Ask a Social Worker is a monthly column featuring questions from the community and answers from members of NHF’s Social Work Working Group. If you have questions for our social workers, send them to [email protected].
I’m 24 and have severe hemophilia A. My entire life, I’ve been fortunate enough to be covered under private insurance. Currently, my health insurance is through my employer. Recently I’ve been thinking of leaving my job to work on personal projects. My savings are sufficient to support myself for a few years, but the loss of health insurance concerns me.
My monthly COBRA premium would be $800, and the cheapest marketplace plan I found while searching (albeit cursorily) was $500. These are quite expensive, so I was wondering: Would having hemophilia qualify me for some sort of public insurance such as Medicaid (or even Medicare)?
For context, I’m based in New York (though I can relocate back home to New Jersey), and my income would be $0. I plan to reach out to my social worker as well, but figure it would be worthwhile to reach out to you first.
Reaching out to your hemophilia treatment center (HTC) social worker is a great idea. Medical insurance for the bleeding disorders community, despite being something everyone across the nation relies on, varies greatly from state to state—most notably as it pertains to Medicaid. So, while I can give some guidance here, it is always best to follow up with someone who can speak to your specific situation and give you a better sense of what your options are.

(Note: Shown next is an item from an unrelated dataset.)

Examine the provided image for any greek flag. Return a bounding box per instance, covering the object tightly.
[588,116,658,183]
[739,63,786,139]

That said, here are some basic facts about your public healthcare insurance options:
Medicaid is a state-run healthcare insurance program that is usually designated for people who meet certain criteria, most notably low-income status. New York Medicaid, for example, states that it may cover people if they have high medical bills, meet certain income requirements or receive Supplemental Security Income. In New York and New Jersey, the financial limit for a single-person household is $17,131 per year before taxes, whereas Louisiana, for example, sets its limit alongside the federal poverty guideline of $12,880.

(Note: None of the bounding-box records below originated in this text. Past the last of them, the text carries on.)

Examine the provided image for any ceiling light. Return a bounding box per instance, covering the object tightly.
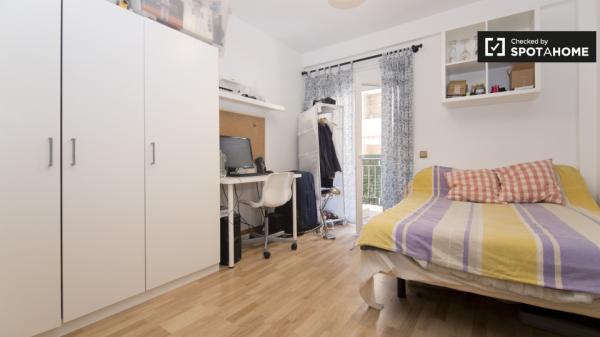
[328,0,365,9]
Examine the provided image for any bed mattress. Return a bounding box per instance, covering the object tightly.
[358,166,600,312]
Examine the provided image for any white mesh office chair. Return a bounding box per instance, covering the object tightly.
[246,172,298,259]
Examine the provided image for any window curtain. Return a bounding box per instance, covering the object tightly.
[304,66,356,223]
[379,50,414,209]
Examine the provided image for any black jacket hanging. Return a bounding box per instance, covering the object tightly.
[319,123,342,187]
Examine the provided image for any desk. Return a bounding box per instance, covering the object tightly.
[221,173,302,268]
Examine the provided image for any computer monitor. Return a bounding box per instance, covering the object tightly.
[220,136,254,170]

Medicare, on the other hand, is a federal insurance program aimed at people ages 65 and older. Some can qualify for Medicare before age 65, but that requires receiving benefits from Social Security Disability Insurance or a diagnosis of end-stage renal disease or Lou Gehrig’s disease (amyotrophic lateral sclerosis, or ALS). Given that you’re not approaching 65 anytime soon, it would require applying to Social Security for disability status, and that is a topic far bigger than I can answer here. Suffice it to say that while a diagnosis of hemophilia by itself was considered a disability in years past, that no longer is the case. Patients with bleeding disorders are encountering many more challenges to disability applications in recent years, given that medications and treatment have improved and technology has helped close gaps to the workforce.

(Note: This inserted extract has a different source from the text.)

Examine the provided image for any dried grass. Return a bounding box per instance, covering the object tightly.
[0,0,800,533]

Another option that is available in New York state is an Essential Plan. This is health insurance for residents who earn above the Medicaid threshold but not enough to afford a health insurance marketplace plan or COBRA coverage. The income threshold is $25,760 per year for a household of one.
Again, it’s a good idea to speak to your HTC’s social worker. Some states may have programs that are not known nationally, like the Essential Plan. Your social worker will be more aware of these programs, their requirements and how to access them.
I wish you the best on your personal projects. Working for yourself can be daunting and exciting at the same time. Your bleeding disorder should not be a barrier between you and your goals.
—Alfredo A. Narvaez, LMSW
Narvaez is a social worker at the Louisiana Center for Bleeding and Clotting Disorders in New Orleans and a member of the Social Work Working Group.